In this work, we present the Bayesian workflow in the Pumas software for pharmacometrics (PMx) that’s: 1) demonstrably correct, 2) computationally efficient, and 3) user-friendly. Correctness-wise, Stan and its ecosystem of R packages arguably form the gold standard for Bayesian analysis of models that have many continuous parameters, which is the class of models commonly found in PMx. Stan has been developed, tested, and used over many years by many expert statisticians from different fields, making its implementation of MCMC the most battle-tested of all. Performance-wise, Stan also does extremely well on many problems thanks to its C++ implementation and many years of engineering work put into optimizing its Math library. The main limitations of Stan in PMx is that it is not tailored to PMx users, and the kinds of models found in PMx. Torsten tries to bridge the gap between PMx users and the Stan software, e.g. by making it easier to define dosing regimens. However, both Stan and Torsten only support Bayesian workflows so models would need to be translated from other software to compare Bayesian and non-Bayesian approaches.

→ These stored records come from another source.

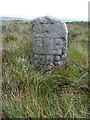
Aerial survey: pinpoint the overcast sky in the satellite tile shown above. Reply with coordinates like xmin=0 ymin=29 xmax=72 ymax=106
xmin=0 ymin=0 xmax=89 ymax=20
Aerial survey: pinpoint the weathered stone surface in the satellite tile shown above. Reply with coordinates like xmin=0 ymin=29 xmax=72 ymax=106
xmin=31 ymin=16 xmax=68 ymax=66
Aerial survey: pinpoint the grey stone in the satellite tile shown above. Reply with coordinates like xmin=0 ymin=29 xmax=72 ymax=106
xmin=31 ymin=16 xmax=68 ymax=66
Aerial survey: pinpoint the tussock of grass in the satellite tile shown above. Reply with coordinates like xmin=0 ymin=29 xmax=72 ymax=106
xmin=2 ymin=21 xmax=89 ymax=118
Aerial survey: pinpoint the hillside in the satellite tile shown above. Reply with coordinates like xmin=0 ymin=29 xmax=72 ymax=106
xmin=1 ymin=20 xmax=89 ymax=118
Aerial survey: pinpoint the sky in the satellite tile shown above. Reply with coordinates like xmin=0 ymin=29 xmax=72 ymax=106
xmin=0 ymin=0 xmax=89 ymax=20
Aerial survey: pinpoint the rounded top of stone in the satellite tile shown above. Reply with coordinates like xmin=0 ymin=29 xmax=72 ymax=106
xmin=32 ymin=16 xmax=68 ymax=36
xmin=33 ymin=16 xmax=64 ymax=23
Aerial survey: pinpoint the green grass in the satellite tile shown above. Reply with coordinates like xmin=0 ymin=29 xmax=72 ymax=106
xmin=2 ymin=21 xmax=89 ymax=118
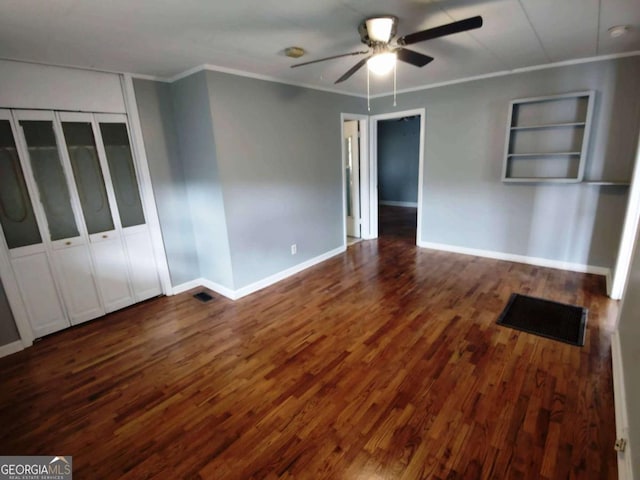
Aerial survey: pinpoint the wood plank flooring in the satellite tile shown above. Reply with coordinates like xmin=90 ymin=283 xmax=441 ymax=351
xmin=0 ymin=239 xmax=617 ymax=479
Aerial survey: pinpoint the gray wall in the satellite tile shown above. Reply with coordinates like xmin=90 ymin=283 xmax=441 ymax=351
xmin=171 ymin=72 xmax=233 ymax=288
xmin=0 ymin=283 xmax=20 ymax=346
xmin=134 ymin=72 xmax=366 ymax=289
xmin=618 ymin=217 xmax=640 ymax=478
xmin=134 ymin=79 xmax=200 ymax=285
xmin=207 ymin=72 xmax=366 ymax=288
xmin=378 ymin=117 xmax=420 ymax=203
xmin=373 ymin=57 xmax=640 ymax=267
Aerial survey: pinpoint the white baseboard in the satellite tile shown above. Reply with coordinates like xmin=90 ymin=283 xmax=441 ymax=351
xmin=169 ymin=278 xmax=202 ymax=295
xmin=165 ymin=245 xmax=347 ymax=300
xmin=199 ymin=278 xmax=237 ymax=300
xmin=378 ymin=200 xmax=418 ymax=208
xmin=0 ymin=340 xmax=24 ymax=358
xmin=418 ymin=242 xmax=611 ymax=278
xmin=233 ymin=245 xmax=346 ymax=300
xmin=611 ymin=330 xmax=633 ymax=480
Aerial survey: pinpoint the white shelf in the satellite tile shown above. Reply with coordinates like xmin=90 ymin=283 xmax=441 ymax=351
xmin=502 ymin=91 xmax=596 ymax=186
xmin=507 ymin=152 xmax=580 ymax=157
xmin=511 ymin=122 xmax=587 ymax=130
xmin=582 ymin=180 xmax=631 ymax=187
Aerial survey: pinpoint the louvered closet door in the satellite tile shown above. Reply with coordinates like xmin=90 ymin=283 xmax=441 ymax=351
xmin=95 ymin=114 xmax=162 ymax=301
xmin=14 ymin=111 xmax=105 ymax=324
xmin=0 ymin=110 xmax=69 ymax=337
xmin=58 ymin=112 xmax=135 ymax=312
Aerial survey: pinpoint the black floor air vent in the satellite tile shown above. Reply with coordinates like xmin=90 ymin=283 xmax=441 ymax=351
xmin=193 ymin=292 xmax=213 ymax=303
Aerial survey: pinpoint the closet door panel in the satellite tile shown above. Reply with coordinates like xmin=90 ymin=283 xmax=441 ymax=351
xmin=91 ymin=232 xmax=135 ymax=312
xmin=16 ymin=112 xmax=104 ymax=324
xmin=53 ymin=240 xmax=104 ymax=325
xmin=60 ymin=113 xmax=135 ymax=312
xmin=125 ymin=225 xmax=162 ymax=301
xmin=100 ymin=122 xmax=145 ymax=228
xmin=11 ymin=248 xmax=69 ymax=338
xmin=0 ymin=119 xmax=42 ymax=249
xmin=0 ymin=110 xmax=69 ymax=338
xmin=20 ymin=120 xmax=80 ymax=240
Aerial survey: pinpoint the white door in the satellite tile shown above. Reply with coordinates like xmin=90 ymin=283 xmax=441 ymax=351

In Pumas, we present a user-friendly alternative to Stan/Torsten which:
1. Supports both Bayesian and non-Bayesian workflows using the same user-friendly, compact model syntax for hierarchical, dynamics-based models;
2. Uses Julia as the core programming language which is a fast, interactive, and easy-to-use language, providing an excellent user experience;
3. Automates the definition and computational optimization of PMx models, e.g. using automatic parallelism over subjects and automatic ODE linearity and stiffness detection, delivering high performance with a conise syntax;
4. Uses state-of-the-art stiff ODE solvers allowing superior performance compared to Stan for PMx models with stiff ODEs as demonstrated in this work;
5. Uses an open-source, modular implementation of the same MCMC algorithm Stan uses (AdvancedHMC.jl, also used in Turing.jl); and
6. Provides a complete, user-friendly Bayesian analysis workflow which includes: MCMC sampling, diagnostics, simulation, and customizable cross-validation using a few lines of code.